— Она отказалась от меня, когда я только родилась, дядя Хуан! Я не хочу, чтобы она была моей мамой! У меня уже есть мама! Самая лучшая, добрая, и я её очень люблю! Теперь не только у Луисы есть настоящая мама! И другой у меня не будет!
— Тала, кто тебе говорил, что от тебя отказалась твоя мама?
— Там, где я жила раньше, много об этом говорили. Смеялись надо мной. Я часто плакала от обиды. А теперь она заявилась! Не хочу! Пусть едет себе, откуда приехала!
— Не надо так переживать, Тала! Она ведь твоя мама!
— Не хочу, не хочу, не хочу! Дядя Хуан, не отдавайте меня этой сеньоре!
— Успокойся, Тала! Никто тебя не отдаст без твоей воли. Глупенькая! Мы с мамой уже всё решили про тебя!
— С мамой Мирой? Или…
— С мамой Мирой, конечно! Вытри слёзки и засыпай. Утром опять будет солнце светить моей Мунталочке, и всё будет прекрасно! Спи. Сейчас Луиса придёт, и не очень хорошо будет, если она застанет тебя в слезах! — и Хуан наклонился поцеловать девочку.
Она обхватила ручонками его шею, прижалась к лицу и долго не отпускала
— Я уже успокоилась, дядя Хуан! Иди спать.
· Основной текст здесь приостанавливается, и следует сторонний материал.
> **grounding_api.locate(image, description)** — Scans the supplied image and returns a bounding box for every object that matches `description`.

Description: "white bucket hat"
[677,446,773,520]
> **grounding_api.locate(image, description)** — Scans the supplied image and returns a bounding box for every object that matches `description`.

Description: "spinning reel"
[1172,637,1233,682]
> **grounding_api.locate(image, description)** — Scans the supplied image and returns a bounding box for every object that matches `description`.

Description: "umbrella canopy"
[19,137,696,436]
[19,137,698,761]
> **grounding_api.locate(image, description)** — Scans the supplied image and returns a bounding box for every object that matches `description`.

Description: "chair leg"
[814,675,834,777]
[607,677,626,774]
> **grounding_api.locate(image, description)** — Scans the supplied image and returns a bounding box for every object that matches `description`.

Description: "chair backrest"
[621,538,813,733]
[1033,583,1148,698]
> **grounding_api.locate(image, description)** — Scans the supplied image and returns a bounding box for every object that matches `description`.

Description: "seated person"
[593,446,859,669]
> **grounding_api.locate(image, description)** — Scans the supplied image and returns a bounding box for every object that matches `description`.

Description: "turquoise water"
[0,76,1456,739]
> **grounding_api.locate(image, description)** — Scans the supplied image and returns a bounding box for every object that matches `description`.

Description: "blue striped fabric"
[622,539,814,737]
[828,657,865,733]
— Мунтала, мы с Мирой тебя удочерили. Ты это знаешь. Так что я уже не дядя тебе, а папа. Ты должна называть меня так.
— А можно? — взвизгнула Мунтала и опять потянулась ручками к лицу Хуана.
Хуан с удовольствием ощущал трепет её сердечка, мокрое лицо и робкие поцелуи в щёки. Было приятно. В горле защекотало от волнения и переживаний.
Эпилог
В гостиной в одиночестве сидела Габриэла и смотрела на язычки пламени, ещё трепыхающиеся в камине. На дворе лил дождь, было сыро и прохладно.
Она вскинула глаза на вошедшего Хуана. В них откровенно просматривался вопрос. Хуан покачал головой, сел в кресло, потянулся за кувшином с вином. Налил немного и медленно вылил.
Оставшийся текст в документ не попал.